To: JBTFD who wrote (1076)4/2/2002 10:55:50 AM
From: Ahda  Read Replies (1) | Respond to of 2794
 
Derivatives International companies also hedge dollars. I don't know the term to use other than a hedge as they are buying insurance to cover all directions of currency.

This does not add to earnings it amounts to the cost of protection of dollars.

I suppose if one got too creative here and left themselves open to injury by carrying a put on one currency to avoid down side injury instead of a put and call on all currency involved there could be a catastrophe in the making.

Financial instruments are very varied. In the above case they are used to protect from risk yet are a cost to profit.

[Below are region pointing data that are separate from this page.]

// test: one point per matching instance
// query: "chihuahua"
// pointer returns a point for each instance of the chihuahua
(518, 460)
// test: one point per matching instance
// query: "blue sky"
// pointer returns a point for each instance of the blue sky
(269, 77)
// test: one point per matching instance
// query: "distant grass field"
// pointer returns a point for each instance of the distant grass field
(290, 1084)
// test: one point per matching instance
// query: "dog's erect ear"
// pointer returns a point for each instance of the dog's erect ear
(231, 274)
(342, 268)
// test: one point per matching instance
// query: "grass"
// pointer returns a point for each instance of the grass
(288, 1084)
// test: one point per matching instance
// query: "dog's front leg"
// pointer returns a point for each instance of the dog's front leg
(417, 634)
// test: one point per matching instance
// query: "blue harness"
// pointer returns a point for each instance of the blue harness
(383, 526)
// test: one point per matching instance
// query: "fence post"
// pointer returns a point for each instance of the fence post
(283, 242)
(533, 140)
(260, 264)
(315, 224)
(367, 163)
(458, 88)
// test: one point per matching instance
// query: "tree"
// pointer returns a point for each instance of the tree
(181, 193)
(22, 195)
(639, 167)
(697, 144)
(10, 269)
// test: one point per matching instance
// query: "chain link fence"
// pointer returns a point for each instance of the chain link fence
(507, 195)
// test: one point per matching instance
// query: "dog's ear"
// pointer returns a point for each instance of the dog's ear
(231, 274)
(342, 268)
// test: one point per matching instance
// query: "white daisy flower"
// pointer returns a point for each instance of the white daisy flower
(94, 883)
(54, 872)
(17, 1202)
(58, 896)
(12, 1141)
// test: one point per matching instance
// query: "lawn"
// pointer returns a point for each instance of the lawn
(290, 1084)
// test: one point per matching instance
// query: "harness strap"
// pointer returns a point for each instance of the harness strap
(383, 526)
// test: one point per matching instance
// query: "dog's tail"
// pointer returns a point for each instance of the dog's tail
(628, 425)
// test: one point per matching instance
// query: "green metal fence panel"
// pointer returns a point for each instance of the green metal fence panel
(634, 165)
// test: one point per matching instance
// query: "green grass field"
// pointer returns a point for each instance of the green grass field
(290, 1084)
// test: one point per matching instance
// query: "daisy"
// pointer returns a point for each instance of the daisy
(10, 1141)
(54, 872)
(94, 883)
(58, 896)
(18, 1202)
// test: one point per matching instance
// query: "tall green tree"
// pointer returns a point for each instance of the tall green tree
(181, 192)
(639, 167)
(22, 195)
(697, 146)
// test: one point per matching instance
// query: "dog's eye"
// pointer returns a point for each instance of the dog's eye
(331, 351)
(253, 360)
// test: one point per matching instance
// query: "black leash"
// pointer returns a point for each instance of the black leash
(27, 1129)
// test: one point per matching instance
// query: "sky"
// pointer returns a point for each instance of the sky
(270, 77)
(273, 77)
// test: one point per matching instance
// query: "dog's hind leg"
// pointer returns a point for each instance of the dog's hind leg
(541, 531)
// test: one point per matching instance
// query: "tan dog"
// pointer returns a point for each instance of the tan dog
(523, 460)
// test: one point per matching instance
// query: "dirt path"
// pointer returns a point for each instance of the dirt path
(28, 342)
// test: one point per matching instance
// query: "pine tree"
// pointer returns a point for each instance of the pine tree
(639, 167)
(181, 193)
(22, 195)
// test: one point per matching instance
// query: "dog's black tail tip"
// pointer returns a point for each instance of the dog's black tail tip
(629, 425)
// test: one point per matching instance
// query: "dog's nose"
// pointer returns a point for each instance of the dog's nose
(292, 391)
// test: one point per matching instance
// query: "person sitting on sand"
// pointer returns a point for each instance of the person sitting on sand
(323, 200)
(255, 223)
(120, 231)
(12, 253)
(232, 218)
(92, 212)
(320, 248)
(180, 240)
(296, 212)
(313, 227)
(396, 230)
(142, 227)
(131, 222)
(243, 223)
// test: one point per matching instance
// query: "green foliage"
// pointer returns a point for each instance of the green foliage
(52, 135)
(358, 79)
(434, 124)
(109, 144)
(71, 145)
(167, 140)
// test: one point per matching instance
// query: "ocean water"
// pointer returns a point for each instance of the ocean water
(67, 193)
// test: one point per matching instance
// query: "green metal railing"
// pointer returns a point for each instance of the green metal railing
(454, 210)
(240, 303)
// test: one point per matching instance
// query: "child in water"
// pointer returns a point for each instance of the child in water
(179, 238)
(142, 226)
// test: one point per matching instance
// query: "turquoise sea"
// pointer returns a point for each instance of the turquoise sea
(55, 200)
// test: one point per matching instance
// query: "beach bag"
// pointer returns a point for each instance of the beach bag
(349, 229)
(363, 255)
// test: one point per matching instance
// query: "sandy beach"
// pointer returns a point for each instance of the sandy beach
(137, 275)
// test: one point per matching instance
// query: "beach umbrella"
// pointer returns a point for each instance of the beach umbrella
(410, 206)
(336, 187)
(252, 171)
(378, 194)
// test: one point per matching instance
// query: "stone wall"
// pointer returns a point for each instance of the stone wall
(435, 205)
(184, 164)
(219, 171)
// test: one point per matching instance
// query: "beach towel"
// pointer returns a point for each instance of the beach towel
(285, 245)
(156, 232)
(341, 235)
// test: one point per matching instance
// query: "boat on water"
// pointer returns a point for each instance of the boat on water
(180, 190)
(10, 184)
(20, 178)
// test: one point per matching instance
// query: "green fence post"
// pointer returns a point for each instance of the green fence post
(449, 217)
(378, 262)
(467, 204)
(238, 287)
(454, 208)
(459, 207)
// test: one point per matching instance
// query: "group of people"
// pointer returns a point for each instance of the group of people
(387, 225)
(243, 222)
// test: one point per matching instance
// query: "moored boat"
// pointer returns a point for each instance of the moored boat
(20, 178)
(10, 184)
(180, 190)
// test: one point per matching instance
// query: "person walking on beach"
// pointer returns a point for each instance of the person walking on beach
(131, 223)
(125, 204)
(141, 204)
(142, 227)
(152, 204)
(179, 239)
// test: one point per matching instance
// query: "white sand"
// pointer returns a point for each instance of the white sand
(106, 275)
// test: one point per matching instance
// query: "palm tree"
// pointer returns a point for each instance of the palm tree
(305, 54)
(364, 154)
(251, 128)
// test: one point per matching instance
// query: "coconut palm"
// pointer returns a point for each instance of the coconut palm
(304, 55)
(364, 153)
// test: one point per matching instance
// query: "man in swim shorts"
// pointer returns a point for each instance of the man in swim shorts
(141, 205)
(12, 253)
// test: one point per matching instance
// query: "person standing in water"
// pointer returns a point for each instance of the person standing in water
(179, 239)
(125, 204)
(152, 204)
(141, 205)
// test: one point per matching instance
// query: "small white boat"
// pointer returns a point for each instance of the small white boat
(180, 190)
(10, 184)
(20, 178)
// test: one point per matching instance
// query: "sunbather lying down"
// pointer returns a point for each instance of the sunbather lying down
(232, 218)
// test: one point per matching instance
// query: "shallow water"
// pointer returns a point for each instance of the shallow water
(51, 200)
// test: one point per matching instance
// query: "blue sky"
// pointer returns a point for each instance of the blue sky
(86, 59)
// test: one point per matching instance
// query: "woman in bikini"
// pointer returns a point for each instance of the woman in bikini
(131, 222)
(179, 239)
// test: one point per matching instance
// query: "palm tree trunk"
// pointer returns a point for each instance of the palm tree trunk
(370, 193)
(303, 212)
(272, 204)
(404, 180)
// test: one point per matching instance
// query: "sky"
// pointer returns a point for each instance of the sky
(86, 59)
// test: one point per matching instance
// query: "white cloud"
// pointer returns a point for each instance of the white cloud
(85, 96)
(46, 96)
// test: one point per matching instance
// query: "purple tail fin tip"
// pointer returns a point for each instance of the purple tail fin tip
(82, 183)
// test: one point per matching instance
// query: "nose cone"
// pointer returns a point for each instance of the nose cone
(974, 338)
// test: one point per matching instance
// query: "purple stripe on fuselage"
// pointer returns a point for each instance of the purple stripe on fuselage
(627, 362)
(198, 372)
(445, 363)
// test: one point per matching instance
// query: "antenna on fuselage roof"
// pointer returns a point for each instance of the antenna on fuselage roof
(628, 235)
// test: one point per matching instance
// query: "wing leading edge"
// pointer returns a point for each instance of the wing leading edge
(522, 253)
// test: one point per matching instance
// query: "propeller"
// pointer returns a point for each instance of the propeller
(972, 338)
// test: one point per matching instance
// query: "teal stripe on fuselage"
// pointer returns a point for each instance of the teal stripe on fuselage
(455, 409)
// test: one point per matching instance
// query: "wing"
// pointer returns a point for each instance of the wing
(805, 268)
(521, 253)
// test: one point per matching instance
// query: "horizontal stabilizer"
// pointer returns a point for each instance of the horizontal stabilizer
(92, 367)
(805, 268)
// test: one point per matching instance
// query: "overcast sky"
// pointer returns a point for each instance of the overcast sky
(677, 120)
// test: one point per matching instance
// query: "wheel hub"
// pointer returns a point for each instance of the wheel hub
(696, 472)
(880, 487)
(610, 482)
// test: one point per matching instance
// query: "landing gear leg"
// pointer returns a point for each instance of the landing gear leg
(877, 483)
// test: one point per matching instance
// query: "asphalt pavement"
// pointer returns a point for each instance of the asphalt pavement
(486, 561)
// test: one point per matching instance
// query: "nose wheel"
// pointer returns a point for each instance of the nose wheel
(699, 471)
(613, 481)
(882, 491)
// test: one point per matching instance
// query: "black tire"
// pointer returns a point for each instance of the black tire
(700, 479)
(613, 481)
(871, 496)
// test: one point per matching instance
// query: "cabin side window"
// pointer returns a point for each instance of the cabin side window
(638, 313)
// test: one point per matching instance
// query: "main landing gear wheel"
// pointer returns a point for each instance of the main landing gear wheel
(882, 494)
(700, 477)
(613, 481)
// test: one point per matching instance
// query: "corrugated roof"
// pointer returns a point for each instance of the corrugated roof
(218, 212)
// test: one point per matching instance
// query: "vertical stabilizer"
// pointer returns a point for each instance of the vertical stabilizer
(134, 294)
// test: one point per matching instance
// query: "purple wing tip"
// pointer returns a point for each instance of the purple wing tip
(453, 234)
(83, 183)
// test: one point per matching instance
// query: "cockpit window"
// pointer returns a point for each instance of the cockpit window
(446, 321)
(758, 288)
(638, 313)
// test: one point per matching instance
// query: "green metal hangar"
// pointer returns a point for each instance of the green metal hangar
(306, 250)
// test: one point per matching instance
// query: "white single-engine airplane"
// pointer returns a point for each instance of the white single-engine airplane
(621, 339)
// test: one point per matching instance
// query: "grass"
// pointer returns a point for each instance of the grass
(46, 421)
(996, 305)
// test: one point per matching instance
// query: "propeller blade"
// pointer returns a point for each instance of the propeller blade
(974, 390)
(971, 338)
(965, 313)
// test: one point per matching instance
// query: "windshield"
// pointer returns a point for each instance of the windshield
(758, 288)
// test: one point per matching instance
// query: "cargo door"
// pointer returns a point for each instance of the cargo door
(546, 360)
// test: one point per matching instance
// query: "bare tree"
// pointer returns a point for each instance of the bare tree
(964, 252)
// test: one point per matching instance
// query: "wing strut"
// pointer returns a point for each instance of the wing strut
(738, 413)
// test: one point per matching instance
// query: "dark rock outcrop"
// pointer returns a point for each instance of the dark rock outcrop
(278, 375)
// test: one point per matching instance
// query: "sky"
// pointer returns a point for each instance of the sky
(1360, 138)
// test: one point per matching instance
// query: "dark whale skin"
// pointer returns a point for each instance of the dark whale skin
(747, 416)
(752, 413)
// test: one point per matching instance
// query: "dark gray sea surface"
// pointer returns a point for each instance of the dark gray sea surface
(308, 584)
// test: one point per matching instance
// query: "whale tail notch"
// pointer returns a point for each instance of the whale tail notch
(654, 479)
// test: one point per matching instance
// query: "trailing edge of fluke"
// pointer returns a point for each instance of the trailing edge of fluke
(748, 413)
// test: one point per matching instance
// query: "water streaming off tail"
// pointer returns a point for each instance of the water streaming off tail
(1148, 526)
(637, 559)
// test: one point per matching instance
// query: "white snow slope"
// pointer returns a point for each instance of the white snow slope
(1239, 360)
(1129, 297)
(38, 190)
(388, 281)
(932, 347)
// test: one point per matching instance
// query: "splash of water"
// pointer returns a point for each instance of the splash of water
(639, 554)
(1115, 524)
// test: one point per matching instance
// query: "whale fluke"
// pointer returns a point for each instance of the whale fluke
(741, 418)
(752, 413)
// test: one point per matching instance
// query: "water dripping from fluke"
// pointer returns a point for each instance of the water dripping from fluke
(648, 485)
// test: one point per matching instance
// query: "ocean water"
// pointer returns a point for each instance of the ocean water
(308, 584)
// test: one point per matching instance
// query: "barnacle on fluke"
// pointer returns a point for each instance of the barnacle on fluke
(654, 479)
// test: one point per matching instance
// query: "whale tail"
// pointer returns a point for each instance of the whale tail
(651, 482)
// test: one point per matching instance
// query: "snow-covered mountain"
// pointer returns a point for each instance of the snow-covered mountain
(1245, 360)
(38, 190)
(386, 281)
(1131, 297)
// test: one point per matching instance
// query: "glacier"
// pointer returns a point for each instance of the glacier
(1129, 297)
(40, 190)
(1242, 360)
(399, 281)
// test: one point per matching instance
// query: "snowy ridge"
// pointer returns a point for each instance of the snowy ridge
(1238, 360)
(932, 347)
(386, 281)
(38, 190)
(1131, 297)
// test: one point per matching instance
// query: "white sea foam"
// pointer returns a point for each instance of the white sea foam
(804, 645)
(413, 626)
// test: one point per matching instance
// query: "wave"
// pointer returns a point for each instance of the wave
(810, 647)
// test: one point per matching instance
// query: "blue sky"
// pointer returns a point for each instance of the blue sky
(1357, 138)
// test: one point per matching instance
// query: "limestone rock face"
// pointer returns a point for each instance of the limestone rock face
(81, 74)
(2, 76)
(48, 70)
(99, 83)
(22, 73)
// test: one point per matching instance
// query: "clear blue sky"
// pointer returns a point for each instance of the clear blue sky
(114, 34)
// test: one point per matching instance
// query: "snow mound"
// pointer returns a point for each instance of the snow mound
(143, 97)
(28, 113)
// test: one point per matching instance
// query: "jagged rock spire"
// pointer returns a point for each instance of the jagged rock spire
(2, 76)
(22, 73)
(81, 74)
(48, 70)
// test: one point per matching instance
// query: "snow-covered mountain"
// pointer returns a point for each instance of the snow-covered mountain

In enrons case I feel it wasn't so much derivative exposure rather a new derivative of standard accounting procedures that caused the demise.



To: JBTFD who wrote (1076)4/3/2002 10:12:06 AM
From: Henry Volquardsen  Read Replies (3) | Respond to of 2794
 
those losses were only related to derivatives because Enron used derivative structures to transfer the assets and debts to the partnerships to hide them. the derivatives did not cause the losses. Excessive debt to build their broadband business with little revenue caused the losses. The derivatives were just a transfer mechanism.

if you don't buy it then why don't you explain exactly how Enron lost money because of derivatives and not because of their failed business strategy.